Bagian strategi terasa paling jujur sekaligus provokatif (dalam makna yang positif). Strategi di sini menjawab pertanyaan
“Bagaimana caranya tetap hidup, tetap punya daya tawar, tetap punya pilihan?”
Berdasarkan pembicaraan, strateginya adalah finansial, pengetahuan, aliansi yang mencakup kekuatan bermain peran, negosiasi, branding diri, dan kapasitas personal! Uuuuuuw lengkapnya~
Perut kenyang, kepala terisi, waktunya main lagi! Yuhu!
Kegiatan yang selanjutnya kami lakukan adalah membuat pottery. Kali ini, langsung dimentori oleh Vanka. Kami berhadapan langsung dengan tanah liat. Slebor sangat serius dalam kelas kali ini. Ia banyak bertanya dan hayoh weh ngageplakan taneuh siga martabak! Seru! Rasanya seperti belajar menjadi Tuhan.

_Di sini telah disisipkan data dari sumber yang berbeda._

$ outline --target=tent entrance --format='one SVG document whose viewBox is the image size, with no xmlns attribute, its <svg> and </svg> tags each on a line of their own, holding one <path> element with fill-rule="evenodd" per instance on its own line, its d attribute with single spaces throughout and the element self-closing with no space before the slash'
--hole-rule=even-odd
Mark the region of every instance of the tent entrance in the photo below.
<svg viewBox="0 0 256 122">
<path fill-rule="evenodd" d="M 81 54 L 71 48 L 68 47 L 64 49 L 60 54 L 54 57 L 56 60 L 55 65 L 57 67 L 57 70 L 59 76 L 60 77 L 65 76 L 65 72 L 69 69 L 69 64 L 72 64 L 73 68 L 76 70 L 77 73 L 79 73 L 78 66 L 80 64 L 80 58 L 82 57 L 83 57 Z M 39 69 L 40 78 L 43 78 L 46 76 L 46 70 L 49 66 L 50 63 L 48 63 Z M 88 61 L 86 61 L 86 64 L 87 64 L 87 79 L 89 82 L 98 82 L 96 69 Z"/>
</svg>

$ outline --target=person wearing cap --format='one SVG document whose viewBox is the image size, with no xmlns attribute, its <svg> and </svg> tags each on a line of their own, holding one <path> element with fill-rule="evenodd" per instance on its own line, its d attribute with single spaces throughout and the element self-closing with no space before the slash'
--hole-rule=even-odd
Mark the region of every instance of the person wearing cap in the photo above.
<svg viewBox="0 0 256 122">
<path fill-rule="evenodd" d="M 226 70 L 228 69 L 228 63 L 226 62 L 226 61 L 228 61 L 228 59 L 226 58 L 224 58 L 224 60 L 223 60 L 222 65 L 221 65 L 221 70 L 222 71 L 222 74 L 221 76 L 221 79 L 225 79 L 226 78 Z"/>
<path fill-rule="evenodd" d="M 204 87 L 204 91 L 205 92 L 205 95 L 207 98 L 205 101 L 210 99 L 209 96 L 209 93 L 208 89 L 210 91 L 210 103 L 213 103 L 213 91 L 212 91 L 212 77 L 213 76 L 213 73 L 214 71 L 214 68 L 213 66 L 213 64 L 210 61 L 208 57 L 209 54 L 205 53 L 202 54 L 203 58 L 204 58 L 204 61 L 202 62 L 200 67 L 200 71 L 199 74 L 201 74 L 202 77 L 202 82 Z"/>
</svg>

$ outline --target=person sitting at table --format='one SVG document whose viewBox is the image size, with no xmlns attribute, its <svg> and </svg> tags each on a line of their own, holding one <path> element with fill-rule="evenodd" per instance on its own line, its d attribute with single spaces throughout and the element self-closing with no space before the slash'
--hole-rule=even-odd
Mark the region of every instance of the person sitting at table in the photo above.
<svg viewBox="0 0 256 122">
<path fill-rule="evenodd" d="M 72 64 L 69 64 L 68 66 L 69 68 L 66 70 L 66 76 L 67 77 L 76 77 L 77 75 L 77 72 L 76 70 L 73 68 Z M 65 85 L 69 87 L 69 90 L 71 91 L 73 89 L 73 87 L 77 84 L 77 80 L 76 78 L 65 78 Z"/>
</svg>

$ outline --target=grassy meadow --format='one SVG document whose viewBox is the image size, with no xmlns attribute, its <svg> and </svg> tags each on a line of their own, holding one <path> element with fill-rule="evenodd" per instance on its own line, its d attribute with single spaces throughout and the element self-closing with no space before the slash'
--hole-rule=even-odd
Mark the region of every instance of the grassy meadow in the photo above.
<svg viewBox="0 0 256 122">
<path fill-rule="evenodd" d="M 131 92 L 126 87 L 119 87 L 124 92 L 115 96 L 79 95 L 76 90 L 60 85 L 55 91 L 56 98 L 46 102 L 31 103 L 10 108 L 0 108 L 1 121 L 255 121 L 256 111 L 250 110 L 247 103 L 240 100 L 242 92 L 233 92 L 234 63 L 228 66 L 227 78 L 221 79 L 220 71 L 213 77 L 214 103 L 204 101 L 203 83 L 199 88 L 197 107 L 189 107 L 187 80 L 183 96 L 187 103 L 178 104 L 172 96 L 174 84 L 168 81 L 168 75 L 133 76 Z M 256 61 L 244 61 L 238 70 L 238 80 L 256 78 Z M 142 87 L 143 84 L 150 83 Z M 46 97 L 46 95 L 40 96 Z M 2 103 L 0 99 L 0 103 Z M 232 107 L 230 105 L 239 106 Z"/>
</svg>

Tentu, saya sering merasa diingatkan bahwa manusia berasal dari tanah, sebagaimana tumbuhan, makanan, dan seluruh siklus kehidupan yang menopang kehidupan di muka bumi. Apa yang kita makan tumbuh dari tanah, apa yang kita bangun berdiri di atas tanah, dan pada akhirnya, segala sesuatu akan kembali ke tanah. Ah, tulisan saya tentang tanah secara lengkap juga bisa dibaca di sini.

Malam itu ditutup dengan berjoget dan bernyanyi bersama.
Hari Ketiga
Masih bercakap-cakap di pagi hari, dan bermain mandala. Mandala adalah sebuah permainan, yang mengharuskan kami mencari daun-daun kering, bunga gugur, ranting, dan semua hal yang ada di sekitar Kaliaget (yang sudah jatuh dan gugur, ya), lalu menyusunnya di lantai kayu menjadi pola-pola yang tidak ditentukan sebelumnya.


Begitu lah penampakan mandala kami.
Waktu saya menyusun mandala dari daun-daun gugur, saya belajar bahwa keindahan keseimbangan bekerja seperti cermin. Mandala itu mengajarkan saya bahwa setiap elemen hadir sebagai sesuatu yang tunggal sekaligus bagian dari kolektif. Daun yang jatuh dan terbaring di lahan pun bahkan bisa jadi indah kalau dipadu-padankan dengan yang lain di tempat yang betul.
Nah, sesuai jargon saya sebelumnya, kita akan selalu selaras dengan yang ada di sekitar kita, dan bahwa energi yang kita serap akan selalu membentuk diri kita. Sebab manusia, akan selalu mencerminkan lingkungannya dan sesuai pepatah, ulin jeung tukang minyak bakal kabagean seungitna.
So, kapan kita bikin acara selanjutnya?